A une silhouette juvénile qui la rend totalement crédible en adolescente, à un talent consommé d’actrice qui lui permet de montrer sur son visage chacun des tourments ressentis par celle qui connaît enfin cet amour dont lui parlent les livres, Asmik Grigorian joint un art du chant tout aussi admirable, capable de mille nuances, jusqu’à libérer toute la puissance de sa voix quand le besoin s’en fait sentir. Il va de soi que cette incarnation saisissante est aussi le fruit du travail de Barrie Kosky, dont la mise en scène propose une vision limpide de l’œuvre, même si on pourrait lui reprocher d’en gommer la présentation des différents niveaux de la hiérarchie sociale : dans cet univers champêtre situé quelque part dans la première moitié du XXe siècle, les serfs venant remercier leur maîtresse au premier acte et les invités de madame Larina au deuxième deviennent ici les mêmes personnes, joyeux estivants qui semblent passer leur vie à festoyer dans la nature.
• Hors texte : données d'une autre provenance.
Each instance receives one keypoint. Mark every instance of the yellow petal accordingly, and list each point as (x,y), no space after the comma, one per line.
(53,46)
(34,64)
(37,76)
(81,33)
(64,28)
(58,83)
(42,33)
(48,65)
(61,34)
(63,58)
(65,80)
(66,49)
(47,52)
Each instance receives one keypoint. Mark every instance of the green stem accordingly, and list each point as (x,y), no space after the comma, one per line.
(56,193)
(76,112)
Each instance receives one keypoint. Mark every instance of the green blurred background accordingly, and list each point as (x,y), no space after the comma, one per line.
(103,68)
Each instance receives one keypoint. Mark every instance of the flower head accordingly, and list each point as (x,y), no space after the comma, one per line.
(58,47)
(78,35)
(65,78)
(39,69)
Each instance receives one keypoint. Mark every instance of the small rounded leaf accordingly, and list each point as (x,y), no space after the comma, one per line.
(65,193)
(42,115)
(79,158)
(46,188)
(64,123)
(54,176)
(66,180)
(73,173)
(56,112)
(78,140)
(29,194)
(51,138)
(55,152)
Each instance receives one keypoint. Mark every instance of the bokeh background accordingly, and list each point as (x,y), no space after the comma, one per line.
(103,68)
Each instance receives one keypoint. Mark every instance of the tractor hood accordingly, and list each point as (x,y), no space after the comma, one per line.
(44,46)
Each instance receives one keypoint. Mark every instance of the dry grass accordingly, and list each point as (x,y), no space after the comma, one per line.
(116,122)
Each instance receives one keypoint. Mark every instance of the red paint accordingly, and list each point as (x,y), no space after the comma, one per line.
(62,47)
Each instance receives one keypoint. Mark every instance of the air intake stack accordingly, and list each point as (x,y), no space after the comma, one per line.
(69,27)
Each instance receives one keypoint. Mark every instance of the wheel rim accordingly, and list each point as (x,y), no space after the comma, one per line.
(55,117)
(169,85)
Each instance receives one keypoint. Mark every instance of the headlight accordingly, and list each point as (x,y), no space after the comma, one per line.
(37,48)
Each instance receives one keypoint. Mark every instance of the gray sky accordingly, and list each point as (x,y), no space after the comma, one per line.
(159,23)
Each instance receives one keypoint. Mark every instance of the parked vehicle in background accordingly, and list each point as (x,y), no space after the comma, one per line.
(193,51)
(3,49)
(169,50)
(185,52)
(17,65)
On s’étonne aussi un moment que le palais néo-classique du prince Grémine soit posé sur l’herbe luxuriante qui recouvre le plateau depuis le début de la représentation, mais ce qui apparaît d’abord comme un caprice est justifié par ce retour en arrière qu’opère Onéguine lorsque, tombant amoureux de Tatiana, il reprend les mots et la mélodie de la jeune fille au premier acte : le dernier tableau se déroule donc logiquement dans le même décor, à la verdure magistralement éclairée. Plus inattendu, les touches d’humour qui pimentent la soirée, notamment autour des confitures de madame Larina.
© Iko Freese
Autre atout majeur : le chef Āinars Rubiķis, dont on admire le dosage idéal des effets, capable de restituer l’effervescence du bal du deuxième acte ou la solennité de la réception chez Grémine au troisième, avec des tempos toujours justes, qui respectent la composante éminemment sentimentale de l’œuvre sans jamais s’alanguir indument : ouverture lente comme il faut, délicat équilibre quatuor a cappella du premier acte, rythme très allant du chant des cueilleuses de fruits… Lors des saluts, le chef recueillera sa part du triomphe réservé à toute la troupe.
En Günter Papendell, Don Giovanni en titre au Komische Oper, Onéguine trouve un titulaire tout à fait adéquat vocalement et scéniquement, d’une désinvolture totale au premier acte, puis désespéré après l’entracte (ici placé après le duel). Applaudie dans le meme rôle à Strasbourg, Margarita Nekrasova est idéale en nourrice, pas la couleur de son timbre comme par son art de camper un personnage, et Dmitri Ivashchenko est un Grémine assez somptueux. Dommage que le reste de la distribution ne se situe pas exactement à la même hauteur. Karolina Gumos semble avoir les atouts d’une belle Olga, mais manque de puissance dans le grave, et Oleksiy Palchikov est un Lenski moins suave qu’on le voudrait, avec une émission un peu pincée qui se libère surtout dans le forte. Liliana Nikiteanu ne joue désormais plus les jeunes premières, et l’on retient surtout de Larina un médium sourd et des ruptures de registres.